Têm sido tempos agitados na Suíça. Se, em 2014, ganhou em referendo a posição de reintrodução do sistema de cotas à imigração e, em Outubro último, o partido da direita radical e anti-imigração, UDC, ganhou as eleições legislativas, no último fim-de-semana de Fevereiro os suíços rejeitaram, num outro referendo, medidas que visavam endurecer ainda mais a má vontade contra os imigrantes naquele país.
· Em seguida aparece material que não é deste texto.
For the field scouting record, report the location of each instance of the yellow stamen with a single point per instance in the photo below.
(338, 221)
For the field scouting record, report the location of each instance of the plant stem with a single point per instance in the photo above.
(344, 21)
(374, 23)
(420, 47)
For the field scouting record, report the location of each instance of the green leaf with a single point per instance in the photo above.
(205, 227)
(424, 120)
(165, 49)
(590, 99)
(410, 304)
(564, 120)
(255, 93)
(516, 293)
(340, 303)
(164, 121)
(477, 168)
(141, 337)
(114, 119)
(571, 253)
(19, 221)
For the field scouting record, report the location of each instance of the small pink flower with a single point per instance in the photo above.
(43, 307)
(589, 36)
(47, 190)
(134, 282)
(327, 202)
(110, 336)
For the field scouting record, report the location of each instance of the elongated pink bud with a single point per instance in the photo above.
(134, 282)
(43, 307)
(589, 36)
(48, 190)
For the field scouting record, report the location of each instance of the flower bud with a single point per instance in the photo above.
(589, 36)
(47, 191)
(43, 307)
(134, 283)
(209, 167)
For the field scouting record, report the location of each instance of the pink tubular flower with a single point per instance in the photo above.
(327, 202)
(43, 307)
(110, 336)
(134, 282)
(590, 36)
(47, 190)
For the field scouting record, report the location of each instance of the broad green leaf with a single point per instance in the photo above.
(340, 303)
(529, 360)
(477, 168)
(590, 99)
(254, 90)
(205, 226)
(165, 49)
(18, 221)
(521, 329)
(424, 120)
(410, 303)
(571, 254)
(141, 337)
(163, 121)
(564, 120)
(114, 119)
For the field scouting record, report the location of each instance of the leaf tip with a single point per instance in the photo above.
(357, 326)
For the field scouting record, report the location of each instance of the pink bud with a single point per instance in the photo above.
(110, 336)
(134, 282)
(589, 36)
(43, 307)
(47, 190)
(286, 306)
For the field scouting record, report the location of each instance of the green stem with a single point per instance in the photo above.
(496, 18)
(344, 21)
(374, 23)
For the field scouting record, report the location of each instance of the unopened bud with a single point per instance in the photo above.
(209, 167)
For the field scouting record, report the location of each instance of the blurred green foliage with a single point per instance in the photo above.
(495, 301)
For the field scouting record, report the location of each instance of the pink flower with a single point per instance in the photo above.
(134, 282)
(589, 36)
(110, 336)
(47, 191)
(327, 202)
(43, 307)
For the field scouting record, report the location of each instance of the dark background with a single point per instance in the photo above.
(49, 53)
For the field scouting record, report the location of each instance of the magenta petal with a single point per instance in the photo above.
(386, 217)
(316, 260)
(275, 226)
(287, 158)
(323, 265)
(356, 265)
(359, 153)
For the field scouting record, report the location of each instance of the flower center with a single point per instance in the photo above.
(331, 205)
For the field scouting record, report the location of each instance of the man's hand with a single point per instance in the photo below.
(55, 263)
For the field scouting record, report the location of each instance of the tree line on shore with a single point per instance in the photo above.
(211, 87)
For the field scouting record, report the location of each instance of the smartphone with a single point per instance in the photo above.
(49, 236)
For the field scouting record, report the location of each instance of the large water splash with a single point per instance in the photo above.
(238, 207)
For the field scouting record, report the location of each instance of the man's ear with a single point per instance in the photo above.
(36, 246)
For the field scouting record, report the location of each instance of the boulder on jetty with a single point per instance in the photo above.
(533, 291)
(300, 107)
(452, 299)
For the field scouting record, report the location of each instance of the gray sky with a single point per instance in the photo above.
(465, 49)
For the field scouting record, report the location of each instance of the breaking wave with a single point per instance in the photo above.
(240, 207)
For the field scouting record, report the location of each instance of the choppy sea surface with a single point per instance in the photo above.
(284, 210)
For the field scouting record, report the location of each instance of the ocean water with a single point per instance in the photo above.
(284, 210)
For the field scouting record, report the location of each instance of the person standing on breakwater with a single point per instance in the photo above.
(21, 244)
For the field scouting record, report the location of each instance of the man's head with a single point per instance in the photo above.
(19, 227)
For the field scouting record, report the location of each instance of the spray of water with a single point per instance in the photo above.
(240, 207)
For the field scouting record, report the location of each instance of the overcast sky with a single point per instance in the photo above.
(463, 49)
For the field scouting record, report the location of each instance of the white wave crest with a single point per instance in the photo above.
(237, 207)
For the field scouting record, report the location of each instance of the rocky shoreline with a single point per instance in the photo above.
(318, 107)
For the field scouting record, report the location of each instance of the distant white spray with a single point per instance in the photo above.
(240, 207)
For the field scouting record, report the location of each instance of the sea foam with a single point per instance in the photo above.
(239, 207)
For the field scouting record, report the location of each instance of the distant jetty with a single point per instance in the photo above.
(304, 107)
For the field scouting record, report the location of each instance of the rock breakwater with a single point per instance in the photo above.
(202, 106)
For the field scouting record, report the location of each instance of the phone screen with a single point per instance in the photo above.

É nestes avanços e recuos que a capital financeira da Suíça comemora os 100 anos do surgimento do Dadaísmo ao mundo, numa Zurique que, em 1916 servia de refúgio a exilados da Primeira Grande Guerra. Um contraste com os dias de hoje, portanto.

Com algumas retrospectivas pela cidade, e ao longo de todo ano, o destaque vai neste momento para o Landesmuseum, onde, até 28 de Março, está patente a exposição DaDa Universal, com objectos diversos da maior importância, que simbolizam todo aquele movimento, e onde a piéce de résistance é o urinol de Marcel Duchamp, que, se calhar, nos dias que correm, até tem um significado ainda maior, no que toca a romper com o establishment actual à nossa volta. Ou de como a vida imita a arte.

A Fonte, de Marcel Duchamp, 1917.

Também na Kunsthaus Zürich, a casa das artes local, até 1 de Maio, pode visitar-se a exposição Dadaglobe Reconstructed, que consiste em 200 peças e textos, mandados de todos os pontos do Globo para Tristan Tzara - um dos percursores do Movimento - com a finalidade de este criar o projecto em livro, Dadaglobe. A coisa na altura não chegou a ir para a frente, e agora, 100 anos depois, imagine-se, foram reunidas todas as obras e, finalmente, fez-se luz sobre o projecto. E, já que lá estão, seria uma pena perderem, mesmo na sala ao lado, a colecção permanente daquele Museu, referente ao artista plástico Alberto Giacometti.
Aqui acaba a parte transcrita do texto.